After battling the crowds at Versailles, we didn't feel like another super-touristy day. So we took it easy in the morning, ate baguettes in bed, and watched French cartoons.
Baby Levi was in toddler heaven.
He didn't care what language they were speaking, cartoons are cartoons!
We decided to do a self-guided walking tour of Montmarte, where so many famous bohemians lived and worked. We started with the Sacre Couer, one of my favorite Parisian spots, both because it's a really beautiful cathedral but also because of the fantastic view of Paris.
Jenny and Tom walked the famous steps up to the Sacre Couer, but with little Levi in tow we decided the ride the funicular to the top. It was free with our metro pass, anyway. And a fun little ride!
The funicular. I can't believe I remembered that word. Actually, I might be remembering it wrong, too.
The view at the top was gorgeous, but also so windy and so so cold!
A pair of Levis in Paris.
Everywhere we went in Paris was crowded that week.
The Sacre Couer. Not very old (relatively), but really beautiful.
I really loved this depiction of Christ with the gold heart (sacred heart, or sacre couer in French, thus the name!)
After the Sacre Couer, we walked the hills of Montmarte. Montmarte used to be just outside the city walls of Paris. It was a cheaper place to live (and a cheaper place to drink alcohol, as they didn't have Paris' taxes), so a lot of starving artists gathered here. So many famous people lived here, like Van Gogh, Toulouse-Lautrec, Matisse, Dali, Renoir, Degas, and even Langston Hughes!

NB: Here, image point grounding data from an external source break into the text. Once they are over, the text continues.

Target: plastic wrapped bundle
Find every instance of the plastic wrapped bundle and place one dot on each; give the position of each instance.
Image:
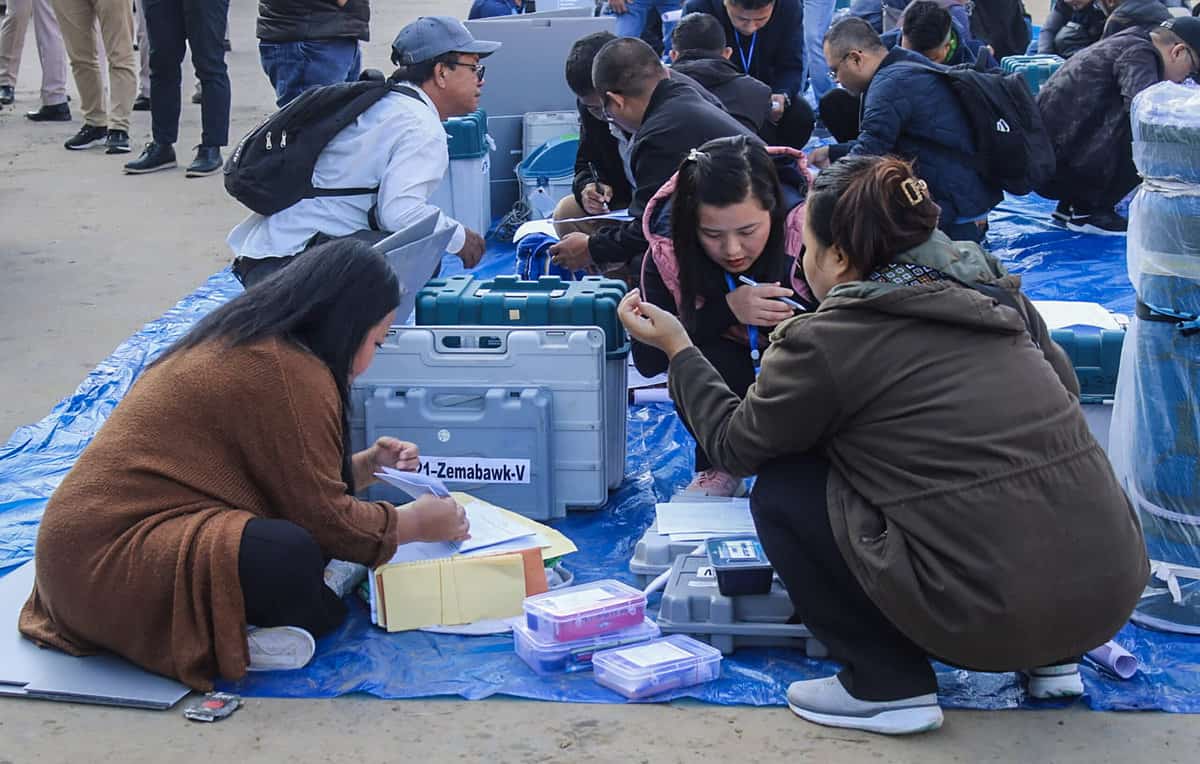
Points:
(1155, 440)
(1167, 132)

Weird Mary Poppins lady playing an accordion?
Saint Denis is the patron saint of Paris, and particularly Montmarte. Legend says he was to be killed at the top of Montmarte Butte for spreading Christianity. When the executioners got tired of the walk, they beheaded him halfway there. Then Saint Denis picked up his head and walked the rest of the way. That's how I remember the story, anyway. I love these statutes of St. Denis. We saw a few.
Walking the hills. It got really fun when little Levi screamed and insisted on being carried instead of strollered. Not his best day.
The houses and buildings were so beautiful.
I think this is Dali, but there was no sign. Just a man coming out of a wall.
One of the original windmills.
So many cool buildings tucked away.
Where Toulouse-Lautrec lived and worked during the Belle Epoque.
Where Van Gogh lived and worked.
Van Gogh's door. Wonder if it was blue when he lived there, too?
Because we can-can-can! The Moulin Rouge!
After Montamarte, the babies were ready for naps. So we took a midday break and subwayed back to the hotel.
The Whitneys! The one and only picture I took of them (with my camera, anyway). Isn't Brooke a cutie?
In the afternoon we went to Sainte-Chapelle and Notre Dame. I had never been to Sainte-Chapelle and didn't know what to expect. It was amazing. Floor to ceiling stained glass that almost looked like it was suspended in air. All the light coming in was rose-colored. Pictures just cannot do it justice. Definitely a must-see.
All of the stained glass depicted stories. For instance there was a row that had pictures representing Noah and the Flood, a row of Adam and Eve and Cain and Abel, etc.
Little Levi was not too impressed.
After Sainte-Chapelle, we went around the corner to Notre Dame. We were too late to climb to the top, but we went inside and decided to climb the tower another day.
Another cathedral that you just can't capture in a picture.
The rose window. Love it.
While we were inside, they began a mass service. It was so so cool to see. The beginning was all done in song, with one priest singing in Latin (well, I'm guessing Latin).
See the priests coming in under the rose window? So cool.
We didn't get to stay for the whole Mass (life with a toddler), but I'm glad we got to see as much as we did. It was a very cool experience.
After Notre Dame, we ate some crepes (so yum!!), then went back to the hotel to get little Levi down to bed early. It was date night!
He looovvved crepes! And I don't blame him!
Walking along the Seine.
Jenny and Tom watched little Levi that night so that we could go out. Then the next night we watched Brooke so that they could go out. So glad they suggested it!
We had a great night. We went to a really nice, very French restaurant. It was very small, and they had everyone sitting elbow to elbow, literally. The people next to us were Americans, and had been coming to Paris every year for forty years! It was fun talking to them. They were in their 70s, and kept calling us "You young people." I never get called "young" anymore!
We had a three course meal, and I had escargot and creme brulee. Levi had a great filet mignon. And of course, it lasted over two hours! Not something we can or would want to do every night, but it was a very fun French experience.
As we headed home, we could see the Eiffel Tower lit up, as well as the Arc de Triumphe and the obelisk. It was so surreal to walk out of dinner and see so many iconic sites.
We had a really great day, and a great antidote to the madness of Versailles.